Harran'daki konteyner ve Akçakale'deki çadır kentte kalan Suriyeli sığınmacılar, evlerinin bir bölümünü dükkana dönüştürüyor. Kimisi dışarıdan aldığı gıda ürünlerinin satışını yaparak bir bakkal haline getirirken, kimisi oyuncak ve giysi satarak geçimini sağlıyor.

Suriye'de berberlik yapan bazı sığınmacılar da konteynerler arasında oluşturdukları alanlarda açık havada berber hizmeti sunuyor. Özellikle havanın kararmasıyla birlikte çadır ve konteynerlerden çıkansığınmacılar ve sokaklara kurulan tezgahlar kampa adeta bir şehir merkezi canlılığını kazandırıyor. Konteynerlerin içinde veya önünde oluşturulan bu satış alanlarının yanı sıra Harran'daki kampta kendileri tarafından baraka yapılardan oluşan küçük bir çarşı da bulunuyor.

- Hayvanlarıyla geldiler

Suriyeli sığınmacılar savaşın izlerini unutabilmek için çadır kentte günlük yaşamlarını normal hayatlarındaki gibi sürdürmeye gayret ediyor. Birçok sığınmacı Suriye'de besledikleri kuş ve kedileri de beraberinde getiriyor. İdlip'ten ailesiyle birlikte 2 yıl önce Türkiye'ye sığınan Abdulkerim Hüseyin, konteynerin yanında oluşturduğu alanda güvercinlerini besliyor. Hüseyin, kuşların kendisini huzurlu hissetmesini sağladığını vurgulayarak, "Bir gün güvercinlerim yeniden Suriye semalarında uçacak. Onlara çok iyi bakıyorum, bu beni rahatlatıyor ve mutlu ediyor" diye konuştu.

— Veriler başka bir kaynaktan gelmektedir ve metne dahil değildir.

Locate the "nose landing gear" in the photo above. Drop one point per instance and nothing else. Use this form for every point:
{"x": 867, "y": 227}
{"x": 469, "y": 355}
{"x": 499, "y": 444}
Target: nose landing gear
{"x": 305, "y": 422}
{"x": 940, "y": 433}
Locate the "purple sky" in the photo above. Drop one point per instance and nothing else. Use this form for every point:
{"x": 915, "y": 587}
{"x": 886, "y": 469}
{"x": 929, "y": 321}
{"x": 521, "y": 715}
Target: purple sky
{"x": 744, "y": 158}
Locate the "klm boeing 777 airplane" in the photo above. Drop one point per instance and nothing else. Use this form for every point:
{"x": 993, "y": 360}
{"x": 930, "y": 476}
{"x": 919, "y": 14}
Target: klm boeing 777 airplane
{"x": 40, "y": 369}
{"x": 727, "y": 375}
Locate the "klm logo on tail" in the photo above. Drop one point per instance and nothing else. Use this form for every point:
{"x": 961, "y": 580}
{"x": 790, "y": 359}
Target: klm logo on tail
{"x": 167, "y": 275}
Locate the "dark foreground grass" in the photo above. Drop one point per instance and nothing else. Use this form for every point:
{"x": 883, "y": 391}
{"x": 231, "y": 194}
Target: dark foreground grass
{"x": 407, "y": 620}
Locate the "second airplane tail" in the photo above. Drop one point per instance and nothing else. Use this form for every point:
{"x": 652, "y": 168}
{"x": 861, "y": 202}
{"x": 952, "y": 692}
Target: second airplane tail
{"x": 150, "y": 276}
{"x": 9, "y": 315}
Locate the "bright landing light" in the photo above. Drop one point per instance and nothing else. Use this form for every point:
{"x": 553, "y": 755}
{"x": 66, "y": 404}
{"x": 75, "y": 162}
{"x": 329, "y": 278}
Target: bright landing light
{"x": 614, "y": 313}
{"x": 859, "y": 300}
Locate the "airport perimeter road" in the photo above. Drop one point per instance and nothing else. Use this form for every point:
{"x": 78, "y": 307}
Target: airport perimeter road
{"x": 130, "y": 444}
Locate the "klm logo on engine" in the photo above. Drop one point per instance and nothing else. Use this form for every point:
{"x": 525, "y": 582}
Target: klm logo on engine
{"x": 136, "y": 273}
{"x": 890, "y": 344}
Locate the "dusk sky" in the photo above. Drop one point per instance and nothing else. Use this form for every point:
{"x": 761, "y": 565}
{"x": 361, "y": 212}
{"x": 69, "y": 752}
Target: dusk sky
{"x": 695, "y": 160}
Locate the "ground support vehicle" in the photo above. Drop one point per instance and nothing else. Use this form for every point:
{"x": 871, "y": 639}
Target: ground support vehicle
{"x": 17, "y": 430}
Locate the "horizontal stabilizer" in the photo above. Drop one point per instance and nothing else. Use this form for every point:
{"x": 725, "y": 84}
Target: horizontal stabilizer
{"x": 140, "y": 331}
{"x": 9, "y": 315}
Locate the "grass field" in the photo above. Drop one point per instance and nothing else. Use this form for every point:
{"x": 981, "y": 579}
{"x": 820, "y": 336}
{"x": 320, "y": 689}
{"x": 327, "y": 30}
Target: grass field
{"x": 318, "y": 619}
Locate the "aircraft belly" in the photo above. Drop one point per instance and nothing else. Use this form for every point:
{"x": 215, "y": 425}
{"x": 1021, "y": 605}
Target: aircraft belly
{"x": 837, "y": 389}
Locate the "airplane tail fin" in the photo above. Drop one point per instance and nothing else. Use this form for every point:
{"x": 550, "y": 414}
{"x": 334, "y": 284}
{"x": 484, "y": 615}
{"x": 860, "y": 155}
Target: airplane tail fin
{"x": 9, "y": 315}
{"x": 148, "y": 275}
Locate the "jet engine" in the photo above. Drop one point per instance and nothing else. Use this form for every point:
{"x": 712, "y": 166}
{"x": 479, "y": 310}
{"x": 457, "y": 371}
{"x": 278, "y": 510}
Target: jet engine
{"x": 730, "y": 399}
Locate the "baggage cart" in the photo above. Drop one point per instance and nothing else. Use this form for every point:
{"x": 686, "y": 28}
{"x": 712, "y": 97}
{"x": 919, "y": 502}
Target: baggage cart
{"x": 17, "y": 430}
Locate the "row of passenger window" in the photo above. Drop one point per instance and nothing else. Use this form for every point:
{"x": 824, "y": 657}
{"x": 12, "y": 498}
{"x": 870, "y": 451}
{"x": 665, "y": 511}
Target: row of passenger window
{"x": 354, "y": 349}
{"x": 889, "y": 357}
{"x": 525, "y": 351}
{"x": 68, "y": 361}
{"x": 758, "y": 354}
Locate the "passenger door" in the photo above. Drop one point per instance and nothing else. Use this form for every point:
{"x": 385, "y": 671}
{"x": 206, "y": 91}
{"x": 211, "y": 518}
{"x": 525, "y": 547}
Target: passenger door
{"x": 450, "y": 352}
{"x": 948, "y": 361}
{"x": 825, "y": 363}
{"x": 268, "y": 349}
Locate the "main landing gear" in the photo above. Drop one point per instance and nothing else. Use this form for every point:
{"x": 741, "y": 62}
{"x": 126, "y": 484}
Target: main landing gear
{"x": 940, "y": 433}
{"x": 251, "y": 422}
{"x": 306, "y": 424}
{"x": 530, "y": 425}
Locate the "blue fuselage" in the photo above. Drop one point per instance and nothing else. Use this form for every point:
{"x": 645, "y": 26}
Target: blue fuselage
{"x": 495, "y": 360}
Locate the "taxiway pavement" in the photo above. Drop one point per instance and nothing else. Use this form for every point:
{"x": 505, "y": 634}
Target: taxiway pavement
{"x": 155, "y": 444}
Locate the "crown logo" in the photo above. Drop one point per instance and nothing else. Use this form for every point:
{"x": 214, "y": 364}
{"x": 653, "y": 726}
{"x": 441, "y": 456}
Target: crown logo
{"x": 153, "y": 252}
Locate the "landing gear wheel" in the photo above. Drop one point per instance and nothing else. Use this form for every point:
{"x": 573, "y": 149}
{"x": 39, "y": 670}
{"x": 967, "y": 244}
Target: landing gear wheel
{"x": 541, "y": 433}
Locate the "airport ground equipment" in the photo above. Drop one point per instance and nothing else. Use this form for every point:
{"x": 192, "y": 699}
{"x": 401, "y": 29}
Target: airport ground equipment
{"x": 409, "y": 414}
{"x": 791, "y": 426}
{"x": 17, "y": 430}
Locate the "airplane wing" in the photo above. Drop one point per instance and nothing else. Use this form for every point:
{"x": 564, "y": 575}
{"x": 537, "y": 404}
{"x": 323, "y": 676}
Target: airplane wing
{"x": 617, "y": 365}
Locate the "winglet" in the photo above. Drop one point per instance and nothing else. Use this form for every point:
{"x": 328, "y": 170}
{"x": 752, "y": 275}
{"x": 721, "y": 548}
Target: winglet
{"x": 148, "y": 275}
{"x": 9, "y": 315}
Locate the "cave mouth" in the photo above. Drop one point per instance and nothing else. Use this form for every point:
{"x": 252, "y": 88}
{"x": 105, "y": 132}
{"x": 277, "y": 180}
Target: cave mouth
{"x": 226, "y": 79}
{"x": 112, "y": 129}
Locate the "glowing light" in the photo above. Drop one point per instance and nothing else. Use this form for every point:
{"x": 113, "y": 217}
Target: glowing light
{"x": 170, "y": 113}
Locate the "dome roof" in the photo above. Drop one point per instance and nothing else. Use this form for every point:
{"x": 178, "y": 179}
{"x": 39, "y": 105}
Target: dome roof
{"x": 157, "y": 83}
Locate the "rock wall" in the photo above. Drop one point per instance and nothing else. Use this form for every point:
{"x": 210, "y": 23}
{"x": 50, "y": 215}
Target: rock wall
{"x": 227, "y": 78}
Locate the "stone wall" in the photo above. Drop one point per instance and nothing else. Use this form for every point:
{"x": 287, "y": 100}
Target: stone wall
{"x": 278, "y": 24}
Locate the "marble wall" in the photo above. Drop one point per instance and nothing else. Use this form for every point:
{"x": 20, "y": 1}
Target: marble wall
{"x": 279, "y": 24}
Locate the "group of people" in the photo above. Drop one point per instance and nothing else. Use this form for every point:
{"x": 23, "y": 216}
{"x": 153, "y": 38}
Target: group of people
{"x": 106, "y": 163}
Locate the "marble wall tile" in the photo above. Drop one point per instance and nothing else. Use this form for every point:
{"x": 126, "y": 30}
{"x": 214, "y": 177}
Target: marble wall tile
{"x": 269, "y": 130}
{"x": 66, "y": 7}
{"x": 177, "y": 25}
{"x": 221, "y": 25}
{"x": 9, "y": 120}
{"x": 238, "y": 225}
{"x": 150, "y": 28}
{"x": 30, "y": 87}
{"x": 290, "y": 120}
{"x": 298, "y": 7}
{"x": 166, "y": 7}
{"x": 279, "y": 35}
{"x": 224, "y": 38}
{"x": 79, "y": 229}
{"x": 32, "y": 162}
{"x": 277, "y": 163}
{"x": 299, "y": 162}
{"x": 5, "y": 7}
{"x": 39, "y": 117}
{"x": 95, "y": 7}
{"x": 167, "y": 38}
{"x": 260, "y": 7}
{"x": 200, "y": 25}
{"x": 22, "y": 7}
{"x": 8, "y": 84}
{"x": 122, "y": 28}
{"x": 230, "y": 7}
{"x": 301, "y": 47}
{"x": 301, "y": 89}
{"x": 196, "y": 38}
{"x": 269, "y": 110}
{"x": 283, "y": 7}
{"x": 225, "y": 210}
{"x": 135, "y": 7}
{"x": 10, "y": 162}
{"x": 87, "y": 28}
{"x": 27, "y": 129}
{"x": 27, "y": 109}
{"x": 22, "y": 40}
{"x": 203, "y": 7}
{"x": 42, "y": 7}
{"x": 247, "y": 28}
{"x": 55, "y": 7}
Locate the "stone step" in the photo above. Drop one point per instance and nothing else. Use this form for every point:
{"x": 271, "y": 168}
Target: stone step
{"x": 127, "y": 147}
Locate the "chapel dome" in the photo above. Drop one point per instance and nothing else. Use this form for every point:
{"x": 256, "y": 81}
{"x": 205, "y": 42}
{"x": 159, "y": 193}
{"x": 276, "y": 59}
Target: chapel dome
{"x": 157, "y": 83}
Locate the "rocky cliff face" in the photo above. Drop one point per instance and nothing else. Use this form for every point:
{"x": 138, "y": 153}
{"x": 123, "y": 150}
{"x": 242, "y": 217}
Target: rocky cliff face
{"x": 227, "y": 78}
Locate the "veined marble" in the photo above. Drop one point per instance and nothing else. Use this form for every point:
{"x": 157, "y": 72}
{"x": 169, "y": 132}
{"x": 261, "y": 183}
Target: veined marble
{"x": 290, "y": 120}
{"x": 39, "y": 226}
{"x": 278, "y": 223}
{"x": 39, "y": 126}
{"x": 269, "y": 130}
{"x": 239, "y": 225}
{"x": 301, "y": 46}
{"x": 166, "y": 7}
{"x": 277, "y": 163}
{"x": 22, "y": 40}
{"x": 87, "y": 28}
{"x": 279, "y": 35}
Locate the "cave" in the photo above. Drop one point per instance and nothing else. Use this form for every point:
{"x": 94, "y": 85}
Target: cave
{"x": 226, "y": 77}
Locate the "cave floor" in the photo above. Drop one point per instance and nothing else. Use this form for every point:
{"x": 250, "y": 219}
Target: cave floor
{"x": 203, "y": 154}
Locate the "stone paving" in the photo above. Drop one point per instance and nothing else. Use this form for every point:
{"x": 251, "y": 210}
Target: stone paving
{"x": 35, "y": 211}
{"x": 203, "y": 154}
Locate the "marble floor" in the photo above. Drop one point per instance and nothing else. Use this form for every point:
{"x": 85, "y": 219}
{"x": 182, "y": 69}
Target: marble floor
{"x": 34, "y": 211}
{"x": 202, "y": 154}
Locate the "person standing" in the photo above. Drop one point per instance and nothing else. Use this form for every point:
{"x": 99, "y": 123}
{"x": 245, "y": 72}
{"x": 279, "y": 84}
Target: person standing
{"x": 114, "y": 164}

Ailesiyle Şanlıurfa'ya gelen 8 yaşındaki Mahmut Elhatif de küçüklüğünden beri beslediği kedisiyle çadır kentte yaşamını sürdürüyor. Elhatif, en büyük eğlencesi ve mutluluk kaynağının kedisi olduğunu vurguluyor.

- Oyuncukları da silahlar

İç savaştan kaçarak Türkiye'ye sığınan Suriyelilerin çocukları, hala savaşın izlerini üzerilerinde taşıyor. Konteyner kentte kurulan oyuncak tezgahlarının en çok aranan ürününü oyuncak silahlar oluşturuyor. Hemen hemen tüm erkek çocuklarının ellerinden düşürmedikleri bu oyuncaklar, savaşın açtığı derin izlerin de adeta bir göstergesi. Ayrıca barakadan oluşan küçük çarşıda kurulan internet kafede de oyunlar çatışmalar üzerine kurulmuş simülasyonlardan oluşuyor.

- "Kesilecek" denilen bacağını Türkiye'de kurtardı

İdlip'te yaşarken çatışmada ayağından vurulan Hasan Eyüp, Türkiye'de hayata yeniden tutunan sığınmacılardan biri.

Rejim güçlerine karşı 17 yaşından beri mücadele eden Eyüp (21), çatışma sırasında bacağının ciddi şekilde yaralandığını, orada Özgür Suriye Ordusu'nca oluşturulan hastanede kendisine ayağının kesileceğini söylediklerini anlattı.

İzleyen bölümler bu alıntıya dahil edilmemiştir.